Grendel explores the power, consequences, seductions, and deceptions of various forms of language. Language is what separates Grendel from nature and from his mother. His ability to speak marks him as different from the rest of the natural world that cannot respond to him. The very language that enables Grendel to tell his own story actually isolates him within what Grendel calls a “pale skin of words that closes me in like a coffin.” His use of language connects him to the Danes, but even they are often unable (or unwilling) to understand him.
Through the character of the Shaper, the novel displays both the power and deception of language. The Shaper is able to make the lies of heroism seem true and alluring. His very name implies that his artful language has the power to shape and change things. In making a comprehensible order out of the chaos of the world and in presenting a glorified narrative of the history of the Danes, the Shaper holds a central place in Hrothgar’s kingdom. Grendel is both intrigued and outraged by the Shaper’s songs, which he often goes to hear. He knows that the songs are lies, but is also carried away by the beauty and pleasure of the Shaper’s art. As the novel progresses, Grendel’s own narration is even influenced by the Shaper’s language, as it becomes self-consciously poetic and interspersed with passages of verse.

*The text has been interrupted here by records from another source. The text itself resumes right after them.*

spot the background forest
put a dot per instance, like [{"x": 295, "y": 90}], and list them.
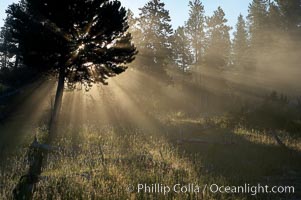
[{"x": 205, "y": 103}]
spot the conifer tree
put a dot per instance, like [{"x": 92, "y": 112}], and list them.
[
  {"x": 80, "y": 40},
  {"x": 181, "y": 50},
  {"x": 195, "y": 29},
  {"x": 156, "y": 37},
  {"x": 218, "y": 49},
  {"x": 240, "y": 44}
]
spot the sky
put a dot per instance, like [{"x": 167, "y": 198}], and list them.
[{"x": 178, "y": 9}]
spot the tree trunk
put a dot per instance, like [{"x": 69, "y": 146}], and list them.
[{"x": 57, "y": 102}]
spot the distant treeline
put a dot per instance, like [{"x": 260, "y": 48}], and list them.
[{"x": 266, "y": 40}]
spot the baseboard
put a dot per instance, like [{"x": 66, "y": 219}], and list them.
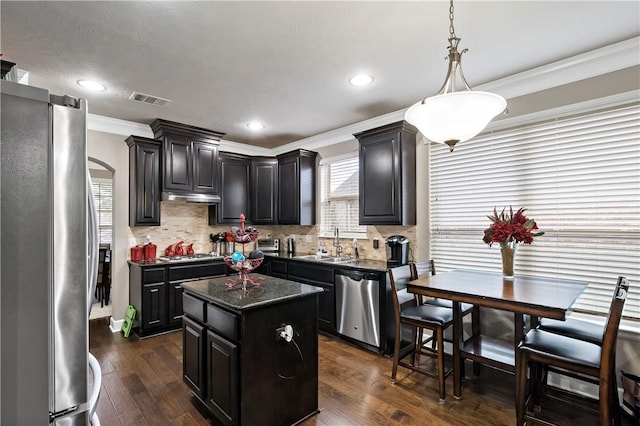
[{"x": 115, "y": 325}]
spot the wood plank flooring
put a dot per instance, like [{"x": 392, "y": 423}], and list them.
[{"x": 142, "y": 384}]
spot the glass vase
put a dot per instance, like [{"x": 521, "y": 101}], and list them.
[{"x": 508, "y": 250}]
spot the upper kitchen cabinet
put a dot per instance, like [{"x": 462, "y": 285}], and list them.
[
  {"x": 235, "y": 183},
  {"x": 144, "y": 181},
  {"x": 189, "y": 161},
  {"x": 264, "y": 190},
  {"x": 297, "y": 188},
  {"x": 388, "y": 175}
]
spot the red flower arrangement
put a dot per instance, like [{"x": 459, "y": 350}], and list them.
[{"x": 510, "y": 227}]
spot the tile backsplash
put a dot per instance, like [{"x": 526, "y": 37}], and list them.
[{"x": 189, "y": 223}]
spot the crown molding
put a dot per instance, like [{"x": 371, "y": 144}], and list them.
[
  {"x": 600, "y": 61},
  {"x": 100, "y": 123},
  {"x": 597, "y": 62}
]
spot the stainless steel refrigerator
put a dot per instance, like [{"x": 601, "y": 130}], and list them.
[{"x": 48, "y": 257}]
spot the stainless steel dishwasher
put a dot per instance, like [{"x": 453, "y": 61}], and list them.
[{"x": 358, "y": 305}]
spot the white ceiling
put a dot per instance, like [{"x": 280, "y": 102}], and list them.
[{"x": 287, "y": 64}]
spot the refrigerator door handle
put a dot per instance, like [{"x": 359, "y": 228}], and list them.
[{"x": 92, "y": 224}]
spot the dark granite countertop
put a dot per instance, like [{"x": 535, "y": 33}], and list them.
[{"x": 271, "y": 290}]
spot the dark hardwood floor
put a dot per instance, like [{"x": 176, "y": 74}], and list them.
[{"x": 142, "y": 384}]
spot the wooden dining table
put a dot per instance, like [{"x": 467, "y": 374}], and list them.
[{"x": 522, "y": 295}]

The novel’s stance on language is thus deeply ambiguous. On the one hand, language allows Grendel to communicate with the dragon and the Danes, but on the other hand it isolates him from his mother and from nature. As wielded by the Shaper, language is a powerful social force, uniting the Danes under a set of shared stories, and is able to attain a kind of order and beauty not found elsewhere in the world. But, as Grendel knows, this powerful use of language is built upon a series of lies and is ultimately deceitful and false.
Language ThemeTracker
Language Quotes in Grendel
Talking, talking, spinning a spell, pale skin of words that closes me in like a coffin.
I found I understood them: it was my own language, but spoken in a strange way... They were small, these creatures, with dead-looking eyes and gray-white faces, and yet in some ways they were like us, except ridiculous and, at the same time, mysteriously irritating, like rats. Their movements were stiff and regular, as if figured by logic... We stared at each other.
I tried to tell her all that had happened, all that I’d come to understand: the meaningless objectness of the world, the universal bruteness. She only stared, troubled at my noise. She’d forgotten all language long ago, or maybe had never known any.
So he sang—or intoned, with the harp behind him—twisting together like sailors’ ropes the bits and pieces of the best old songs. The people were hushed. Even the surrounding hills were hushed, as if brought low by language.
It was a cold-blooded lie that a god had lovingly made the world and set out the sun and moon as lights to land-dwellers, that brothers had fought, that one of the races was saved, the other cursed. Yet he, the old Shaper, might make it true, by the sweetness of his harp, his cunning trickery. It came to me with a fierce jolt that I wanted it. As they did too, though vicious animals, cunning, cracked with theories. I wanted it, yes! Even if I must be the outcast, cursed by the rules of his hideous fable.